Abstract:Background and Significance: Selecting cohorts for a clinical trial typically requires costly and time-consuming manual chart reviews resulting in poor participation. To help automate the process, National NLP Clinical Challenges (N2C2) conducted a shared challenge by defining 13 criteria for clinical trial cohort selection and by providing training and test datasets. This research was motivated by the N2C2 challenge. Methods: We broke down the task into 13 independent subtasks corresponding to each criterion and implemented subtasks using rules or a supervised machine learning model. Each task critically depended on knowledge resources in the form of task-specific lexicons, for which we developed a novel model-driven approach. The approach allowed us to first expand the lexicon from a seed set and then remove noise from the list, thus improving the accuracy. Results: Our system achieved an overall F measure of 0.9003 at the challenge, and was statistically tied for the first place out of 45 participants.
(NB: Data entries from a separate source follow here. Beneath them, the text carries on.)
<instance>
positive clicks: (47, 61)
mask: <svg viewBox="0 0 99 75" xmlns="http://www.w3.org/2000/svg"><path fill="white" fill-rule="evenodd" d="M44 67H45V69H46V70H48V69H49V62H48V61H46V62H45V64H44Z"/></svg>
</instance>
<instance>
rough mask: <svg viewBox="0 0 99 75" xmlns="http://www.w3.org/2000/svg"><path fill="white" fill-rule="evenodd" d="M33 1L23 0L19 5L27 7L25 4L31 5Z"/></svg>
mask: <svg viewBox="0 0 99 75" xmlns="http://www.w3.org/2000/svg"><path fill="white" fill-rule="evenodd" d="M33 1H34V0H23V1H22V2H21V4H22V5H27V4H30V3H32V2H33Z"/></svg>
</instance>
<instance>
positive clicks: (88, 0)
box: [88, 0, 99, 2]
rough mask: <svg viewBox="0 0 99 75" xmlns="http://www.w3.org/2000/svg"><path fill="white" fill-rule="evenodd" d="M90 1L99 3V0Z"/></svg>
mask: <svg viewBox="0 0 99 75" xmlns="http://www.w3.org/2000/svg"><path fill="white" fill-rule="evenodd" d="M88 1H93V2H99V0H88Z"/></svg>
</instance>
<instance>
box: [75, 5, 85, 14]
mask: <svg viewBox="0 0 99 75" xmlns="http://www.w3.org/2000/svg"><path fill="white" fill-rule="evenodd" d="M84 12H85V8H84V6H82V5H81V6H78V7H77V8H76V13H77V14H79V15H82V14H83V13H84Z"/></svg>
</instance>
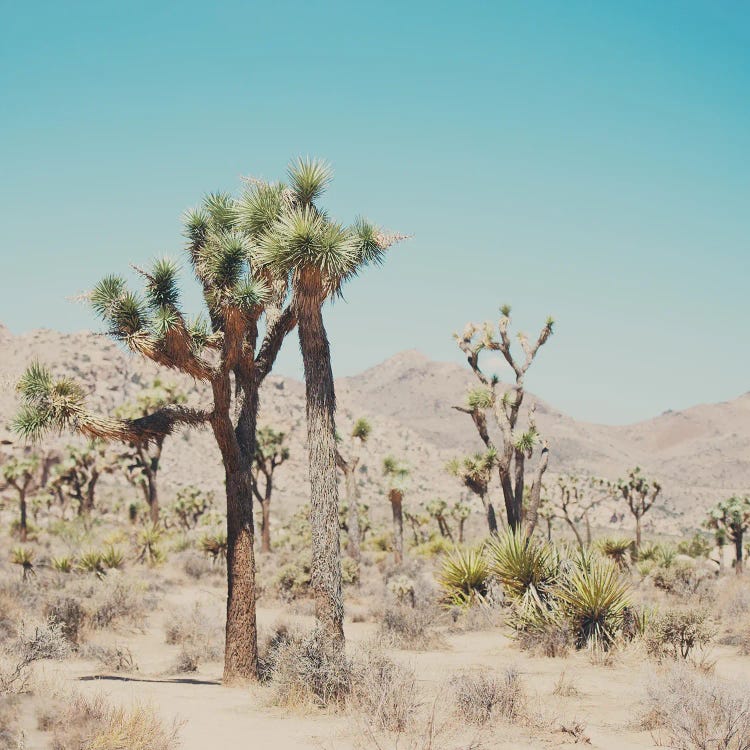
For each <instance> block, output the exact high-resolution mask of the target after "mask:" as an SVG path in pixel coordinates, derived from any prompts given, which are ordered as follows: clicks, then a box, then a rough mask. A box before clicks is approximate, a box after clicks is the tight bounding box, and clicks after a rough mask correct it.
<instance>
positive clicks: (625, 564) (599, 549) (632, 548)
mask: <svg viewBox="0 0 750 750" xmlns="http://www.w3.org/2000/svg"><path fill="white" fill-rule="evenodd" d="M596 546H597V549H598V550H599V551H600V552H601V553H602V554H603V555H604V556H605V557H608V558H609V559H610V560H611V561H612V562H613V563H614V564H615V565H616V566H617V567H618V568H620V570H626V569H627V568H629V567H630V561H631V558H632V552H633V542H632V541H631V540H630V539H625V538H615V537H603V538H602V539H599V540H597V542H596Z"/></svg>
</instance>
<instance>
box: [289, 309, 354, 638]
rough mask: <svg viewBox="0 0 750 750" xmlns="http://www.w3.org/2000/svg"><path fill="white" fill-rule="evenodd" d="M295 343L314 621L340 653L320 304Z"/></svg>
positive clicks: (331, 425) (335, 554) (333, 493)
mask: <svg viewBox="0 0 750 750" xmlns="http://www.w3.org/2000/svg"><path fill="white" fill-rule="evenodd" d="M298 328H299V341H300V348H301V350H302V361H303V363H304V368H305V385H306V392H307V443H308V449H309V461H310V489H311V497H310V526H311V528H312V567H311V576H310V578H311V580H310V583H311V587H312V591H313V596H314V598H315V617H316V619H317V621H318V625H319V626H320V627H321V628H322V630H323V633H324V634H325V635H326V637H327V638H328V640H329V641H330V645H331V646H333V647H334V648H341V649H343V647H344V602H343V595H342V591H341V551H340V542H339V495H338V482H337V481H336V433H335V423H334V417H335V412H336V396H335V391H334V385H333V372H332V371H331V353H330V349H329V347H328V338H327V336H326V331H325V326H324V325H323V315H322V311H321V306H320V303H318V304H314V303H312V304H307V305H305V308H304V310H302V311H300V314H299V323H298Z"/></svg>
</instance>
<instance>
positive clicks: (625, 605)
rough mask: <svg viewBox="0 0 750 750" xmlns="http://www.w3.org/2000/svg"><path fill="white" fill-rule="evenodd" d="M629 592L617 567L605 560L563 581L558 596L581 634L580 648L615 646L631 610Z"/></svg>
mask: <svg viewBox="0 0 750 750" xmlns="http://www.w3.org/2000/svg"><path fill="white" fill-rule="evenodd" d="M629 590H630V588H629V586H628V583H627V582H626V581H625V580H624V579H623V578H622V576H621V575H620V572H619V570H618V569H617V566H616V565H614V564H613V563H611V562H609V561H605V560H594V561H591V562H590V564H589V565H583V566H578V567H576V568H575V569H574V570H573V572H572V573H570V574H568V575H567V576H565V577H564V578H563V579H562V581H561V582H560V585H559V587H558V589H557V591H556V596H557V598H558V599H559V600H560V602H561V603H562V606H563V610H564V612H565V614H566V616H567V617H568V619H569V620H570V621H571V622H572V623H573V625H574V627H575V628H576V630H577V645H578V647H579V648H582V647H584V646H595V647H599V648H603V649H607V648H609V647H610V646H611V645H612V644H613V643H614V641H615V638H616V636H617V633H618V632H619V631H620V630H621V629H622V625H623V619H624V616H625V611H626V610H627V608H628V607H629V606H630V596H629Z"/></svg>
The model-driven lexicon development and further debugging the rules/code on the training set improved overall F measure to 0.9140, overtaking the best numerical result at the challenge. Discussion: Cohort selection, like phenotype extraction and classification, is amenable to rule-based or simple machine learning methods, however, the lexicons involved, such as medication names or medical terms referring to a medical problem, critically determine the overall accuracy. Automated lexicon development has the potential for scalability and accuracy.